AD: And Lenny, my last question for you: you’ve touched on this a little bit in your last answer, but I wonder if there’s maybe a lesson to be learned for you, as the filmmaker working on this, and living in this world for so long; and also for audiences watching – what are you hoping that they take away from it?
LA: I’m hoping they feel they’ve been in the company of interesting and well-observed people with all the complexities that real people have. That’s like the baseline. But I think the show asks questions about the assumptions most of us make about the shape that love should take, you know? There’s lots of talk about unconventional models of relationships, and non-monogamy, and why do we assume that the monogamous couple is the only kind of okay relationship type? I think those are good questions to ask. I think for most people, it will still remain the case that monogamous relationships are what suits. But not for everybody: and trying to understand that it’s possible to live in a way which is unconventional, but still ethical and truthful and respectful of others – that that’s possible. So I think that’s something. And then, maybe the deepest lesson for me is really around Francis’s journey – if there’s any sort of big movement in the show, it’s [that] her attention is focused inwards for so much of the story. you She thinks about herself and how she’s coming over, and whether she’s good or bad, and whether she’s loved or not. And there’s no solution to unhappiness to be found in that orientation. It’s only when she starts to look outwards at other people, and not think so much about herself, [that she finds happiness]. And it’s in relation to other people, that I think happiness can be found, and Francis’ journey is that: from inward-looking to outward-looking.
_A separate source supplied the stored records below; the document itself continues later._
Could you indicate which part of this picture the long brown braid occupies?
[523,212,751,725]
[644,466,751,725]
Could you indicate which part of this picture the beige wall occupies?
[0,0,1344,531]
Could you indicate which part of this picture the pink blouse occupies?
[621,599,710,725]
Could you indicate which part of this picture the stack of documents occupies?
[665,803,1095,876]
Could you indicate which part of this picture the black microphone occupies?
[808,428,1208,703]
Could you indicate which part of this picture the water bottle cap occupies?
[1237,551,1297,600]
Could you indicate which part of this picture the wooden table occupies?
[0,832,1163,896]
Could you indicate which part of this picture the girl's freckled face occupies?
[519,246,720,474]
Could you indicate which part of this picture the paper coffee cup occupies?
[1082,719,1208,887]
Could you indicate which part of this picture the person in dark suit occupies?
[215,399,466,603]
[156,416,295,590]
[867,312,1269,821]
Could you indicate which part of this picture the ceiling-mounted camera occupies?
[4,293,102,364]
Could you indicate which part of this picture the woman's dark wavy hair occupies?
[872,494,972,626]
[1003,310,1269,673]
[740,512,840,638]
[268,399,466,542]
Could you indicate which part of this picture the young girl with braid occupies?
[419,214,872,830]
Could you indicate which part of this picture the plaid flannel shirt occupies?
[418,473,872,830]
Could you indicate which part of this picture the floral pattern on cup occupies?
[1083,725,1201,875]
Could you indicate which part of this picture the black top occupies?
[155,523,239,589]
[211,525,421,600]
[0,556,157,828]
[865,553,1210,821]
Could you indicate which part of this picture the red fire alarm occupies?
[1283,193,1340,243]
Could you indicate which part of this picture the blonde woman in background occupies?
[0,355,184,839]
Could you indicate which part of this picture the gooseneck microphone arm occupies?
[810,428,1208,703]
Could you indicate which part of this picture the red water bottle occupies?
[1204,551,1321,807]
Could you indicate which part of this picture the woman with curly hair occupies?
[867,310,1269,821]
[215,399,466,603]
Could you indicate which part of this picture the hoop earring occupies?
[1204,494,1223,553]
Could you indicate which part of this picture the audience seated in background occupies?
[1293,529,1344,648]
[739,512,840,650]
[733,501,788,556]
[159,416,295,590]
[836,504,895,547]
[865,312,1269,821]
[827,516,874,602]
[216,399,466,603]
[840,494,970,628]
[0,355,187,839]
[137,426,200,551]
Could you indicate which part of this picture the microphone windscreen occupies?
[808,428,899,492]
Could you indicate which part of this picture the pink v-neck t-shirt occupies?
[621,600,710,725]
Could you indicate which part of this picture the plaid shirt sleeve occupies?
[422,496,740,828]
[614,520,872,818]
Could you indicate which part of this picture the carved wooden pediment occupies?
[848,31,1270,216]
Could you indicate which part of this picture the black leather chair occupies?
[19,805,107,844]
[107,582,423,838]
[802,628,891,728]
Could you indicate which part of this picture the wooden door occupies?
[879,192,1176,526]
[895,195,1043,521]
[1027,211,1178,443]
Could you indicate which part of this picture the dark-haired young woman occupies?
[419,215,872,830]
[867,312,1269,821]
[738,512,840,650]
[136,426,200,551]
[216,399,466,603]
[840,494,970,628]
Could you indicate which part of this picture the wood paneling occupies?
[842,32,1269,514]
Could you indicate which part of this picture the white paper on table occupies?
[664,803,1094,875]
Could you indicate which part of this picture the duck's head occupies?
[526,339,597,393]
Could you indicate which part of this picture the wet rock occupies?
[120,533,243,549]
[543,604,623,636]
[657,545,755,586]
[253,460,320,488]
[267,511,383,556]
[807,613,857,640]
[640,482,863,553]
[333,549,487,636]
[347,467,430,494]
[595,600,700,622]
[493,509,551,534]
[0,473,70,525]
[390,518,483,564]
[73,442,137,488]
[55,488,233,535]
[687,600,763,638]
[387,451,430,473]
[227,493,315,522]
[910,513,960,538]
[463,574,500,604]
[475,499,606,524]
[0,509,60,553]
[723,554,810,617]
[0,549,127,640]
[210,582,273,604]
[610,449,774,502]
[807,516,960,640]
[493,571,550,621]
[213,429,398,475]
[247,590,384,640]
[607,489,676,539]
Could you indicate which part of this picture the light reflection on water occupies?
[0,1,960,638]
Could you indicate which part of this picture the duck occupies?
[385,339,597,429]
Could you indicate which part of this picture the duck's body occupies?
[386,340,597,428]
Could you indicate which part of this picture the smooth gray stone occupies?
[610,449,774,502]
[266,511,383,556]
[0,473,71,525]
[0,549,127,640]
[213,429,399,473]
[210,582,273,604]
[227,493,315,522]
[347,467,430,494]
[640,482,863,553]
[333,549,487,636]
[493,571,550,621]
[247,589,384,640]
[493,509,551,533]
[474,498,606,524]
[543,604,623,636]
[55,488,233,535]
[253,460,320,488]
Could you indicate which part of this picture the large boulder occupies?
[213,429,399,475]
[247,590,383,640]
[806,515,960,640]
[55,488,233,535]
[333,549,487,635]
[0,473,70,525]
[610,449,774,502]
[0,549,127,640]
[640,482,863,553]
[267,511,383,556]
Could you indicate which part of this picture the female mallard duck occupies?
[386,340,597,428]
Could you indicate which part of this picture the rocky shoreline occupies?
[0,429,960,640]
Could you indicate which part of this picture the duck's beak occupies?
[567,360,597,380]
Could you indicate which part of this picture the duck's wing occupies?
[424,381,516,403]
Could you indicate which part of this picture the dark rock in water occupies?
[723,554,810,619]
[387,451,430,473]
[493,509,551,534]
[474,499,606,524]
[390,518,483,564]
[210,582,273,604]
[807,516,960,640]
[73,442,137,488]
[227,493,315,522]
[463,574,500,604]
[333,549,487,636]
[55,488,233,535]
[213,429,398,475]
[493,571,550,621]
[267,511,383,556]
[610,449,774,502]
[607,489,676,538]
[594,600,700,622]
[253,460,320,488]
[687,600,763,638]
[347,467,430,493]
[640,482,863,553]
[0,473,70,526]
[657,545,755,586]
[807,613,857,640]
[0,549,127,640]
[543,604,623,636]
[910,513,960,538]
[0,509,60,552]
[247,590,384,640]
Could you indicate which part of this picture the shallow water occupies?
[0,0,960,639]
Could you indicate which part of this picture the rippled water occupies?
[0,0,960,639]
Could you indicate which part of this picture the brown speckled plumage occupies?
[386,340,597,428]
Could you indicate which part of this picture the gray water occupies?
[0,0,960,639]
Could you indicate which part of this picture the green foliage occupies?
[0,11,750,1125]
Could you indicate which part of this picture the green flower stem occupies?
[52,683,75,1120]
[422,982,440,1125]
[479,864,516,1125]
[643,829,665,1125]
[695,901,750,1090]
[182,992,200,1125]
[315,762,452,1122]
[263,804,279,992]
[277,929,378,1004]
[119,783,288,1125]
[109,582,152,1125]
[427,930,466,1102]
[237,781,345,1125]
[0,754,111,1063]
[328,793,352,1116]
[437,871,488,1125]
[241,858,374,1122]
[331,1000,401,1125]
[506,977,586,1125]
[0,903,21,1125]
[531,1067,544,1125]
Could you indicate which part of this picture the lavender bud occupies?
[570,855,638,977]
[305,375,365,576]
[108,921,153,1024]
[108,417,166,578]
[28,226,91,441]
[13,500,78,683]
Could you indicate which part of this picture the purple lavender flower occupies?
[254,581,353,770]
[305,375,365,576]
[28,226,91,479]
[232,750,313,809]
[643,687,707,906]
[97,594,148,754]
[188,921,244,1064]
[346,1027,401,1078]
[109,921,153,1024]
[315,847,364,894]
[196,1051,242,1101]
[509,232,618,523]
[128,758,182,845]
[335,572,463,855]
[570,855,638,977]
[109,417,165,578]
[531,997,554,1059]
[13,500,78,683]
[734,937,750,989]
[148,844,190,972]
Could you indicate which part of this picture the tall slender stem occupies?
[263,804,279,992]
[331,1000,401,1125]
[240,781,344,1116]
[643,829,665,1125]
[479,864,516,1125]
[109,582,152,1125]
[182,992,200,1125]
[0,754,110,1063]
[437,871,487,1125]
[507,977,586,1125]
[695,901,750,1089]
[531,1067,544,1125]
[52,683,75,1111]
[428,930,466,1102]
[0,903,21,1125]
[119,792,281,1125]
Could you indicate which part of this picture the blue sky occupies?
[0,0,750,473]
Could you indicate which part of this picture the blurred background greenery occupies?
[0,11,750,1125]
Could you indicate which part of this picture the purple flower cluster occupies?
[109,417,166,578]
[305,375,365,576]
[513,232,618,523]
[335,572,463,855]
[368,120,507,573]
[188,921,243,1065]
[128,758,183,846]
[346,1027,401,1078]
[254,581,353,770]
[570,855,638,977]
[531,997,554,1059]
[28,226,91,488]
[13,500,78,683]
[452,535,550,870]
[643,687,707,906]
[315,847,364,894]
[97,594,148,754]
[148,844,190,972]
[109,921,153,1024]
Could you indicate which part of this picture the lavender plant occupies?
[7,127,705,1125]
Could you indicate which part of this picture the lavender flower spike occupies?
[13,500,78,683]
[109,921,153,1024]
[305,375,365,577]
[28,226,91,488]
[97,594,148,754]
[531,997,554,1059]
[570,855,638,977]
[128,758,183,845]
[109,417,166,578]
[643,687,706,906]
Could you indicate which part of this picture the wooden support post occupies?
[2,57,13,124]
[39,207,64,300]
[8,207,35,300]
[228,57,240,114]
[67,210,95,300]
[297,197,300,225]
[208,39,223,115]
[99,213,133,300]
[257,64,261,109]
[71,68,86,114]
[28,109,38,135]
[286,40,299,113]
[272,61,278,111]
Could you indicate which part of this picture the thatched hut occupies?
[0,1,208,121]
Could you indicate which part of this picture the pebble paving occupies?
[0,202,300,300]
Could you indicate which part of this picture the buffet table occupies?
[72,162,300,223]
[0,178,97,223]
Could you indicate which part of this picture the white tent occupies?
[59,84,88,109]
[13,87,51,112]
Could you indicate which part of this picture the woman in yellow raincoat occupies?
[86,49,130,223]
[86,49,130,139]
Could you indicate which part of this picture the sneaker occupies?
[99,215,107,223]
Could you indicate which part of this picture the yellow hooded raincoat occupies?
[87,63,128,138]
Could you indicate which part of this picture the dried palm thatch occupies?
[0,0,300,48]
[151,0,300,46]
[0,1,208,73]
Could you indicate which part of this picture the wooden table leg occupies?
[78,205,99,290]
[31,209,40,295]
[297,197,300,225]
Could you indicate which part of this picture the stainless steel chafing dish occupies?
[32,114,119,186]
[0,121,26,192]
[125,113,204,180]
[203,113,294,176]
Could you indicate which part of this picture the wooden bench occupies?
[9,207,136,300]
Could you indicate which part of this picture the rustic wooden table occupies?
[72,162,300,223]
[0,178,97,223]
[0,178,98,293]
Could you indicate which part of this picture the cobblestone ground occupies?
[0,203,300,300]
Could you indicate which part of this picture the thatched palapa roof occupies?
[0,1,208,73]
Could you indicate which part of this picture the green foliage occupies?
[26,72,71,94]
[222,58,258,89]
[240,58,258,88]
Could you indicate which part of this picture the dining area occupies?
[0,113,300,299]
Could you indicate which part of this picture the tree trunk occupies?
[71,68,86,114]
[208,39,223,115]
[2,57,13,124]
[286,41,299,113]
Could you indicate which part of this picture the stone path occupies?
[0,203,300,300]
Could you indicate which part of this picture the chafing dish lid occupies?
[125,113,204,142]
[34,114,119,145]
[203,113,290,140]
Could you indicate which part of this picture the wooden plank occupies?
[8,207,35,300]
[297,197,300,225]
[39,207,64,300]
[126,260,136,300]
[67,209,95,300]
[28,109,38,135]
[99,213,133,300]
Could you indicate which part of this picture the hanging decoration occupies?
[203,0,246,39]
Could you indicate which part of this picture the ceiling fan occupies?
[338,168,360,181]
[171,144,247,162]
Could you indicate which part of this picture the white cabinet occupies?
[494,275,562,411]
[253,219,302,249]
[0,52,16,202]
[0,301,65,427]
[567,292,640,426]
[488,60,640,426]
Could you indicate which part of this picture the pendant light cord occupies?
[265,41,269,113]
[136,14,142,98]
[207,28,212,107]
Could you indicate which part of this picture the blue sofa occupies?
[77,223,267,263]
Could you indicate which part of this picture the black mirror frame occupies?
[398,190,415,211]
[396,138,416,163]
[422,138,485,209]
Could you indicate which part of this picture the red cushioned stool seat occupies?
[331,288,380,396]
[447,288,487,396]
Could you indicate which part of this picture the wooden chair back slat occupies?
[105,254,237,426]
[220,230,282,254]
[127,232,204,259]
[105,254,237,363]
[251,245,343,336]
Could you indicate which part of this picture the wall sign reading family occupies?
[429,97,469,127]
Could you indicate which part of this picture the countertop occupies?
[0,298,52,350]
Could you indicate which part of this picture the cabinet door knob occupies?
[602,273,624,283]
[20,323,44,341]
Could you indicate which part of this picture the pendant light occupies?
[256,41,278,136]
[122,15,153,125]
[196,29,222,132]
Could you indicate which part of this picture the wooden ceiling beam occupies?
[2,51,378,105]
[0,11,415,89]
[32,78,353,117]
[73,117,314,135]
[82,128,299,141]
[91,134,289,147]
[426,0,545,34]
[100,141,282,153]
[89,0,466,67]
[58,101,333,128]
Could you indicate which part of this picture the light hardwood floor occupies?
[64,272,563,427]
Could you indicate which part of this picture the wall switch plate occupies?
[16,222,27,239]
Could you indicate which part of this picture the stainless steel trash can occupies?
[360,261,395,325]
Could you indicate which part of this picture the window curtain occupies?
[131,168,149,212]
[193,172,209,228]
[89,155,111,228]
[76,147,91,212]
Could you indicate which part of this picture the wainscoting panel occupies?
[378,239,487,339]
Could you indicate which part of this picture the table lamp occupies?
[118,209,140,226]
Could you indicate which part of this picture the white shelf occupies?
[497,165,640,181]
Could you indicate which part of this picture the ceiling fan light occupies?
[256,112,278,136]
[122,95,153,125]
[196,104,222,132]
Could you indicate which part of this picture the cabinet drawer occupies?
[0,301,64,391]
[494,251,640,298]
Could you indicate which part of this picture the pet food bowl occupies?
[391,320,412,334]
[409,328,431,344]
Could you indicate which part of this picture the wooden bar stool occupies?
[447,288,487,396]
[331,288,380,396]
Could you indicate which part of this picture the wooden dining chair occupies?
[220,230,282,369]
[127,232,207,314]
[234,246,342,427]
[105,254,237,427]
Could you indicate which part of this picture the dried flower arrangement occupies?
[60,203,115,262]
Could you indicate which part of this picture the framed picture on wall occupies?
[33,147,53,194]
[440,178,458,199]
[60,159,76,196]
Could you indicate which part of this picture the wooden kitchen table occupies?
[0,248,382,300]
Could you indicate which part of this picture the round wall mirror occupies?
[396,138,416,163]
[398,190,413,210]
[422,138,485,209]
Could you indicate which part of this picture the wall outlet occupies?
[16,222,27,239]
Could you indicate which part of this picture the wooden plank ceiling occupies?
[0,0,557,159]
And that’s a kind of growing up that I think not all of us do, you know – even much older people have not always gone through that shift.
AD: Lenny, thank you so much for your time. You’re such a pleasure to talk to. And in two years, we’ll get to talk about the project that you won’t be able to tell me about [laughter].
LA: Yeah! I really look forward to it. I’ve enjoyed our chats very much.
Conversations with Friends is streaming on Hulu.